Durante il periodo di al-Andalus (Spagna islamica)[1] e Lucena in ambiente islamico particolarmente esperti nell'operazione di evirazione erano gli Ebrei di Pechina, come pure i loro correligionari di Verdun grazie alle loro adeguate conoscenze medico-anatomiche. I musulmani acquistavano per questo fine schiavi dell'Alto Egitto, del Khorāsān, del Sind, dell'Abissinia ed in genere dei paesi sudanesi (Sūdān significa genericamente "Neri").
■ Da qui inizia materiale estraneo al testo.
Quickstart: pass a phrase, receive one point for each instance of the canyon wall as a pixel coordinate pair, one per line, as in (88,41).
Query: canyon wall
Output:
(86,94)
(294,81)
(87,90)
Nell'impero ottomano il sultano utilizzava esclusivamente eunuchi neri africani.
Secondo fonti islamiche coeve o di poco successive, il califfo abbaside al-Muqtadir possedeva 11.000 eunuchi: 4.000 Greci e 7.000 Africani.
Ancora nei primi anni del '900, Pu Yi, l'ultimo imperatore della Cina, fu allevato da balie ed eunuchi residenti numerosi nella Città proibita come da tradizione secolare, su cui esercitava il potere assoluto. L'ultimo eunuco di corte fu Sun Yaoting che lasciò un'autobiografia. Altri eunuchi cinesi famosi sono stati l'ammiraglio Zheng He, e Cai Lun inventore della carta da stampa.
«Invece di agguantare la loro anima, la morte se ne impadronisce con l'estremità di una bacchetta tanto essa è ripugnante.»